Hacker News new | ask | show | jobs
by pas 777 days ago
The problem is that we are flooded with low-quality tools.

In general it is almost universally true of software nowadays. (Because change/progress leapfrogged any kind of teleological end-to-end design OR it's simply unmaintained, for example see any US government IT system. Or the ubiquitous extremely fragile corporate synthetic snowflake software that only runs on Windows XP SP1 + that 3 particular patches with that exact vc6.dll copied over from an old CD.)

A good quality information processing tool is designed for the process that it's meant to augment, ideally considering the original problem, and ultimately improving the process itself.

(Just digitizing a form likely leads to worse outcomes. Because those forms were designed for pen and paper. Screens and keyboard navigation requires different flows.
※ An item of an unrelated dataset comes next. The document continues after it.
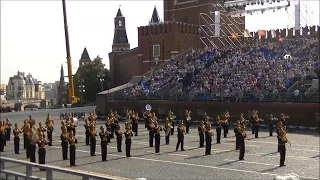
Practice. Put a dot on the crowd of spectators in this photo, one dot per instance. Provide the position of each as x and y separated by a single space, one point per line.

And the usual process is even worse, which consist of reinventing the wheel without context, as in speedrunning through all the problems of corporate politics and procurement, delivering some half-assed milestone-driven monstrosity, and forcing it on employees.

Of course, due to the aforementioned universal internal incompetence-fest and quarter-driven development budgets are bad, required time and effort is underestimated, learning curves are ignored, software gets set in stone too soon, and thus efficiency remains well below the expected, planned, possible, and hoped for.)

2 comments

I think the main reason why we're flooded with low quality tool is due to the fact that with software you just copy-paste your prototype to production: unlike real world system where you build a prototype to show stuff and then have to industrialize it to get to production, for software this expensive (and crucial for quality) step is skipped entirely, and we are all stuck using prototypes…

This and seeing “code written” as the asset, instead of an artifact of “engineers increasing their mastery of the topic”, which is the true asset. But it's very closely related to the first point.

Yep, the elimination of in-house expertise was ridiculously short-sighted (which is an extremely charitable and euphemistic version of breach of fiduciary duties).
Ideally you computerize away the process as much as possible.

A common failure mode of digital transformation processes is taking the old people process and computerizing it without revisiting the underlying process.

Other important thing is that paper was able to handle "all the exceptions", notes on margins, corrections, other paper clipped to it, whatever. Sure it was ugly, but it was in-band.

If there's no way to do this in a new system, then it means there will be a parallel semi-official informal shadow of it scattered around in out-of-band channels (emails, phone, paper!), and that leads to more complexity, which kills efficiency.